Testing for Overfitting

James Schmidt
2023-05-10
Abstract:High complexity models are notorious in machine learning for overfitting, a phenomenon in which models well represent data but fail to generalize an underlying data generating process. A typical procedure for circumventing overfitting computes empirical risk on a holdout set and halts once (or flags that/when) it begins to increase. Such practice often helps in outputting a well-generalizing model, but justification for why it works is primarily heuristic. We discuss the overfitting problem and explain why standard asymptotic and concentration results do not hold for evaluation with training data. We then proceed to introduce and argue for a hypothesis test by means of which both model performance may be evaluated using training data, and overfitting quantitatively defined and detected. We rely on said concentration bounds which guarantee that empirical means should, with high probability, approximate their true mean to conclude that they should approximate each other. We stipulate conditions under which this test is valid, describe how the test may be used for identifying overfitting, articulate a further nuance according to which distributional shift may be flagged, and highlight an alternative notion of learning which usefully captures generalization in the absence of uniform PAC guarantees.
Machine Learning
What problem does this paper attempt to address?

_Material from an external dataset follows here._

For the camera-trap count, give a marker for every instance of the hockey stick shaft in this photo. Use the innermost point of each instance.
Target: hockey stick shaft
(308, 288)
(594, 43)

The paper primarily aims to address the issue of overfitting in machine learning. Specifically: 1. **Explain the overfitting problem**: The paper first discusses in detail the phenomenon of overfitting, where a model performs well on training data but has poor generalization ability on new data. 2. **Limitations of standard methods**: The traditional approach is to retain a validation set during training to detect overfitting. However, this method lacks rigorous statistical theoretical support and treats the training set and validation set as completely different entities, which may lead to misunderstandings in the use of training data. 3. **Propose a new statistical test**: To overcome the above limitations, the authors propose a new statistical test method that can evaluate model performance on training data and quantitatively define and detect overfitting. This method is based on a modified Law of Large Numbers, comparing the performance of the training set and the validation set to determine whether the model is overfitting. 4. **Address the issue of distribution drift**: Additionally, this test can detect changes in data distribution, further distinguishing overfitting from other potential issues. 5. **Weaken the concept of uniform bounds**: The paper also introduces a weaker but still rich concept of learning that can effectively capture generalization ability even in the absence of uniform Probably Approximately Correct (PAC) guarantees. In summary, this paper aims to provide a more rigorous method to detect and quantify the phenomenon of overfitting, while also offering new insights and tools for addressing generalization issues in machine learning.